In Judge Florence Pan’s court in Washington Dohle is trying to explain why PRH should be allowed to acquire a huge additional segment of the US publishing industry, and stoops to such nonsensical assertions as that PRH and Simon & Schuster editors would bid against one another to acquire new titles. It begs the question why Judge Florence didn’t invite one of the PRH lawyers to argue the DoJ case against PRH, to show such objectivity was even possible.

Dohle certainly had no problems with objectivity. He just casts it out of the window and forgets all about it, instead dragging in subscription – not at all on the Court agenda – as the big bad wolf the DoJ should really be worried about.

Today, the biggest threat is all-access models for books.

And just in case that wasn’t clear, Dohle talked of the “tectonic influence” of these subscription companies.

Tectonic? Since when did sombre publishing CEOs talk in such terms? Do you think maybe Dohle is a secret TNPS reader?


Dohle further told the Court that if subscription got its wicked way there would be no bricks & mortar retail left within three years, and that publishers would be:

Dependent on a few Silicon Valley or Swedish companies.

That of course would be totally unacceptable. Imagine if two German companies were major players in the US publishing sector. No, wait. Aren’t both PRH and Macmillan owned by German corporations?
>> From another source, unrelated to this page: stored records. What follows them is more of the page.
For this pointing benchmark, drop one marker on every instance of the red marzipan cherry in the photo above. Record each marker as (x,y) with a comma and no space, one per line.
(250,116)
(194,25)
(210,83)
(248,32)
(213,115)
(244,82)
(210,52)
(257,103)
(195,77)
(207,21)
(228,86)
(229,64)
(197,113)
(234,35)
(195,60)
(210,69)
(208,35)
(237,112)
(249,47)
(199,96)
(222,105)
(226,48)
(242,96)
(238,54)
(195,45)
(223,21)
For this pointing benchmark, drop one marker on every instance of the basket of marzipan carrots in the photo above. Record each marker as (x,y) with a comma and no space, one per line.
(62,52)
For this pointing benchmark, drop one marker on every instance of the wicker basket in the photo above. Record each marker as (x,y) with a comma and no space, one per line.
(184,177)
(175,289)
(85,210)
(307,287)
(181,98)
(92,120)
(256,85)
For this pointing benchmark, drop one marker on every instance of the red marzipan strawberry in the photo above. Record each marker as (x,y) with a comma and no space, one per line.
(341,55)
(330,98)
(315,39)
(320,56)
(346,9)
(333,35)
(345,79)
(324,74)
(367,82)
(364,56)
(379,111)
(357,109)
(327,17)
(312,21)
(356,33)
Or is there something special about Sweden that Dohle has a problem with? Would Dohle feel so down on subscription if they were not mostly run by Swedes?
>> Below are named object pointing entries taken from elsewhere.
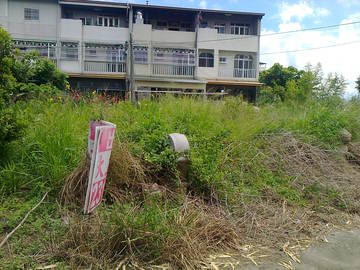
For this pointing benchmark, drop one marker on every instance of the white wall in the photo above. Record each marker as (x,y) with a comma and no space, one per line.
(71,30)
(99,34)
(210,39)
(3,8)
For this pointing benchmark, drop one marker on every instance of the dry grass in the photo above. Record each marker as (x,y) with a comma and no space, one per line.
(257,228)
(313,167)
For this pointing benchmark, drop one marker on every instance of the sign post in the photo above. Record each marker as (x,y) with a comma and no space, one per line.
(101,138)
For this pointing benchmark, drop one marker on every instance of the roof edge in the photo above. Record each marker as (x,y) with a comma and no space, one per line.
(125,5)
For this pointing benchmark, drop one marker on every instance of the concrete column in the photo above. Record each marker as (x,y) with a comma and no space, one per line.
(258,51)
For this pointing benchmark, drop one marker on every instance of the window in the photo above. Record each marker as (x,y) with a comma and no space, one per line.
(240,29)
(186,27)
(243,61)
(90,51)
(174,26)
(108,21)
(220,28)
(100,21)
(88,21)
(206,60)
(140,55)
(222,60)
(176,57)
(69,51)
(45,49)
(161,25)
(203,24)
(31,14)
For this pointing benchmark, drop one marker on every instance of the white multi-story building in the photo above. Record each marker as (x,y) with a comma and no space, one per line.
(173,48)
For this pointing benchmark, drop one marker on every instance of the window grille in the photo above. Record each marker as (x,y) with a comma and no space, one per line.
(104,53)
(206,60)
(69,51)
(180,57)
(45,49)
(243,61)
(140,55)
(220,28)
(240,29)
(31,14)
(108,21)
(222,60)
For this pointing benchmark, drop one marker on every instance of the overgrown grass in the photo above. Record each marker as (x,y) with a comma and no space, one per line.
(228,139)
But let’s end this fisking of Markus Dohle with his revelatory statement that if subscription were allowed free reign there would be no bricks & mortar stores left standing.

Revelatory in that this so starkly contradicts everything Dohle has argued these past years about consumers preferring print to ebooks.

And let’s be absolutely clear this is about print vs ebooks, because audiobook sales in physical format sold online or in physical retail simply do not move the needle. There is no physical retail audiobook sector to disappear in two to three years per Dohle’s hilarious prediction. And in any case we all know audio does not cannibalise print and audiobooks and print can coexist peacefully. Not least because only a tiny, tiny fraction of those 50 million books we are drowning in are are even available in audio format.

So when Dohle tells a US Court that subscription will destroy physical retail in the space of a couple of years he can only mean ebooks, the exact same format he has year after year after year delighted in telling us 80% of consumers don’t care for because they are soooo in love with print.

So how, Markus, did you keep a straight face in Court when you told the Judge subscription, were consumers allowed the option without the PRH gatekeepers’ to keep the barbarians at bay, would wipe out bricks & mortar print retail in just two to three years?

Oh, and that 80%-20% split… The reality is somewhat different.


No, the market is not split 80-20, just PRH sales.

And for PRH it will remain 20% so just as long as Dohle is CEO and can keep ebook prices high to depress à la carte retail and keep titles out of subscription services to thwart those evil Swedes and their quest to conquer the world.